Los europeos suelen ser respetuosos. Por ejemplo, en las discusiones se ceden la palabra y no se atropellan a gritos los unos a los otros como en las tertulias televisivas españolas, incluidas las más presuntuosas. Aunque no les interese en absoluto lo que dice su colega o lo consideren una insoportable idiotez, esperan a que acabe de hablar. También es cierto que allí nadie monopoliza la palabra.
Estas señales de respeto hacia el prójimo esconden un respeto más profundo e interesante: el que sienten hacia ellos mismos. Precisamente porque se respetan a sí mismos pueden respetar a los demás. La prepotencia y el avasallamiento se dan cuando una escasa confianza en el peso de los argumentos propios genera pánico agresivo. "Como lo que estoy diciendo es una sarta de trivialidades, voy a intentar que el tipo de ahí delante hable lo menos posible y cuando lo haga que no le oiga nadie", concluye el contertulio español.

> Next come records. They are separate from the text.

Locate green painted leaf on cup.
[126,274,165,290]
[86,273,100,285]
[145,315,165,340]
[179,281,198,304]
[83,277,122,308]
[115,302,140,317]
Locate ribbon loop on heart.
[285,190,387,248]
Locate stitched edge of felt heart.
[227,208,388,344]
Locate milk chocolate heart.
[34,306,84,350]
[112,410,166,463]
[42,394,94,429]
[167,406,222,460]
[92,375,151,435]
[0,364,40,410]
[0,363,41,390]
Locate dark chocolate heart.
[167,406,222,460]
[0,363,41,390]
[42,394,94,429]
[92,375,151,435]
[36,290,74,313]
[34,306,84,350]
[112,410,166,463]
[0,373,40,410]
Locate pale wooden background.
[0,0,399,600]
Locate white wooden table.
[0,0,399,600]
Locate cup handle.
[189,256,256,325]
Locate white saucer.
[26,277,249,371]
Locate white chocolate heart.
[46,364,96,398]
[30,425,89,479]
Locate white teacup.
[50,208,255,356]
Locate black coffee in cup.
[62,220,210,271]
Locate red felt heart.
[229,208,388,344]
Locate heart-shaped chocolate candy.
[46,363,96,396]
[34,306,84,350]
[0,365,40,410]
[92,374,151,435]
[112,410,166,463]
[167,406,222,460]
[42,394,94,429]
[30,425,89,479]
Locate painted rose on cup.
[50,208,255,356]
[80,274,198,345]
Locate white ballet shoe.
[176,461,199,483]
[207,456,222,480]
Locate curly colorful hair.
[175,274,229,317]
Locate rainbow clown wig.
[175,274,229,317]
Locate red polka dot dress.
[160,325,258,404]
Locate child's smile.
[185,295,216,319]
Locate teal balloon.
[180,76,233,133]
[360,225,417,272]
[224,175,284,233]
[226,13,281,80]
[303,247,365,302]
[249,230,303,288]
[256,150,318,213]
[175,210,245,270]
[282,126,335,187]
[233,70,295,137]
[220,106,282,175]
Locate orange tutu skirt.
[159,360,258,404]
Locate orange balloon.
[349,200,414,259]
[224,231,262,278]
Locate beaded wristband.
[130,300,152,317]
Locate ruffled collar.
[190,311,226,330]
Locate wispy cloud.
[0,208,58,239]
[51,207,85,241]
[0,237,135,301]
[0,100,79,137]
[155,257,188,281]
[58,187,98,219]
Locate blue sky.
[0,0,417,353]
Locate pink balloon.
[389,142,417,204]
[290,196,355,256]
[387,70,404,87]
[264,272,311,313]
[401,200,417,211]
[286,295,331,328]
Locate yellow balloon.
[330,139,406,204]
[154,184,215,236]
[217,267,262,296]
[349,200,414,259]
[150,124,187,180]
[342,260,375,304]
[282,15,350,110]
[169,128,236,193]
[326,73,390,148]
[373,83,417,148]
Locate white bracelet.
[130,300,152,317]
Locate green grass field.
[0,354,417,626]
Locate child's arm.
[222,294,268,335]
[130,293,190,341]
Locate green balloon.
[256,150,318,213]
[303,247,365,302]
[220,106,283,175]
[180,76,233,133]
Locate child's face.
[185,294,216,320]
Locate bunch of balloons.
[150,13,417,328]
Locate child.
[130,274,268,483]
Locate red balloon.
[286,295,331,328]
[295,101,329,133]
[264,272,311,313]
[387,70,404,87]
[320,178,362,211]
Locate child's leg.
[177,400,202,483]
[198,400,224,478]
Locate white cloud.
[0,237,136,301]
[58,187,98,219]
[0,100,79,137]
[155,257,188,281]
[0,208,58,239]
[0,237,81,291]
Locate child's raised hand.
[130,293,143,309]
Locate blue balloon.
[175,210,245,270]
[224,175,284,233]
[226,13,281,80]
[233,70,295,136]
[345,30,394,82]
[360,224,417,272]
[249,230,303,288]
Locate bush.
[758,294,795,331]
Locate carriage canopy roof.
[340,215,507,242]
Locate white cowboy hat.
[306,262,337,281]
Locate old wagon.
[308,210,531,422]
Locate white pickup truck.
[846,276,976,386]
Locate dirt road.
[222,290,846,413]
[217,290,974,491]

En la cafetería algunos clientes hojean periódicos y catálogos mientras los comentan en voz baja con sus acompañantes. Susurros y crujir de hojas, música celestial. Hay un muchacho joven, alto y bien parecido que recoge la vajilla usada mesa por mesa y la va amontonando en un carrito. Debe de padecer alguna leve carencia mental, a la que se añade una cojera de resorte que le obliga a avanzar con saltos unigambistas, como un avestruz al que hubieran amputado una pata. Sin embargo, desarrolla una actividad apremiante, imperiosa, pues no sólo retira a toda velocidad los platos y tazas usados, sino también los que están a medio terminar y lo hace con gesto despótico, como un cabecilla de secta. Los desposeídos no mueven un músculo y siguen hojeando impertérritos sus papeles. Quienes, como yo, se han percatado de los arrolladores modos del muchacho, o bien resguardan en el regazo tazas y platos a su paso, o bien se los entregan con aire de vestal sacrificada.
Cuando salgo de la cafetería está vaciando su última cacería en el lavaplatos. Me mira ceñudo, pero en cuanto señalo la montaña de loza con gesto encomiástico, abre una sonrisa luminosa, radiante, y me guiña un ojo. Luego se abisma de nuevo en el orden.